I always wonder what has higher risks: me, hosting my own mail, maybe getting hacked, or a gmail user, risking being locked out forever due to posting something inappropiate in a youtube comment.
I'm all in with Google. All my business email and services are as a paying G-Suite customer. I have my business email pull in email from all my other non-biz accounts.
The experience as a paying Google customer seems to eliminate the oft-repeated complaints people have about Google.
¯\_(ツ)_/¯
I get technical support, with a real person, should I need it. (and I've needed it) The experience was fantastic. YMMV, of course.
I keep a backup copy of my email, off of Google infra, should any of the worst-case scenarios take place.
It's orthogonal to this discussion, but if I could do all of my coding from a Chromebook, the experience would be complete. I've had issues in the last 24 hours with both a Mac, and a Windows machine and it was Chromebook to the rescue. It just doesn't have the same level of functionality, as you already well know.
Haha I hope you're not being serious. If I had to estimate the probability of Google ever blocking my account over my life time I'd say 0.01%, whereas the probability of someone successfully attacking my mail server/dns records/... if I really became a target would be easily 100%.
Oh, I'm completely serious.
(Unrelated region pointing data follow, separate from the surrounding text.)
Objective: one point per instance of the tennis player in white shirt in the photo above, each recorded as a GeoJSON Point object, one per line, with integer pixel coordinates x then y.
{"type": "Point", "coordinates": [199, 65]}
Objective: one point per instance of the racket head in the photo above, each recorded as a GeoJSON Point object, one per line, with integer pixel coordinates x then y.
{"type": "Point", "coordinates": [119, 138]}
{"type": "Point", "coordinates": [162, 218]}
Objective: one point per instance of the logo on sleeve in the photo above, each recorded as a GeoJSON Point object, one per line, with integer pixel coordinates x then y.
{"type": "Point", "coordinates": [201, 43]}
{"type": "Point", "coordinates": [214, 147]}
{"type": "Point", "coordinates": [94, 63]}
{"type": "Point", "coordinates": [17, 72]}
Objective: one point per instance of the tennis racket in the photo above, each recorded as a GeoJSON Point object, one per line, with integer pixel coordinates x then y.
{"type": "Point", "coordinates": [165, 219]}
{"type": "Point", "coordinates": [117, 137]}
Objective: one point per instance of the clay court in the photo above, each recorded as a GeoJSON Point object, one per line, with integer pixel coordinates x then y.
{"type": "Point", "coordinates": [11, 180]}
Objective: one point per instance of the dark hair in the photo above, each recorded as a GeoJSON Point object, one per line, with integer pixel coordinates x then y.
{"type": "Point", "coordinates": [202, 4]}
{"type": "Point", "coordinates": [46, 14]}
Random bots attacking my server, sure, but that's not what I meant, the real problem is targeted attacks and spearfishing.
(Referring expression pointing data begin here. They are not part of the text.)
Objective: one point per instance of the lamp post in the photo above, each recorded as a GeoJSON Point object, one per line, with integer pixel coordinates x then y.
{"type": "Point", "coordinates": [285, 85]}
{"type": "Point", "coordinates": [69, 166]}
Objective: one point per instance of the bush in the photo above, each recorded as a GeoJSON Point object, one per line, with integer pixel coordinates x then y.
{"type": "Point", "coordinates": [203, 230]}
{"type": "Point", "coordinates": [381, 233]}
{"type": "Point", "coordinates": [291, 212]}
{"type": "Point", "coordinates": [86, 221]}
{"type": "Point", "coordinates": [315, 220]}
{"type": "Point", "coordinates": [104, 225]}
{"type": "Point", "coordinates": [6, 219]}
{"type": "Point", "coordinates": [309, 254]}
The difference is: I can move my domain, I can move my server to another system, build defenses, if needed, whereas who's gmail address gets blocked or reused (though this latter is more frequent with tumblr and instagram handles), there are no options.
The experience as a paying Google customer seems to eliminate the oft-repeated complaints people have about Google. ¯\_(ツ)_/¯
I get technical support, with a real person, should I need it. (and I've needed it) The experience was fantastic. YMMV, of course.
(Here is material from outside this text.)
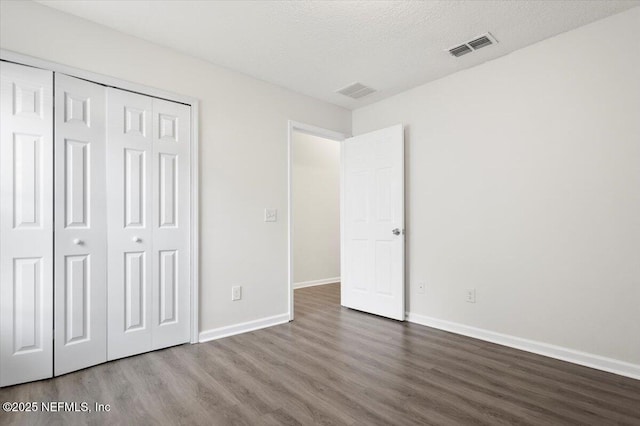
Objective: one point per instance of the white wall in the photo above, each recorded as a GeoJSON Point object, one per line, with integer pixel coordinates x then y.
{"type": "Point", "coordinates": [316, 208]}
{"type": "Point", "coordinates": [523, 180]}
{"type": "Point", "coordinates": [243, 149]}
I keep a backup copy of my email, off of Google infra, should any of the worst-case scenarios take place.
It's orthogonal to this discussion, but if I could do all of my coding from a Chromebook, the experience would be complete. I've had issues in the last 24 hours with both a Mac, and a Windows machine and it was Chromebook to the rescue. It just doesn't have the same level of functionality, as you already well know.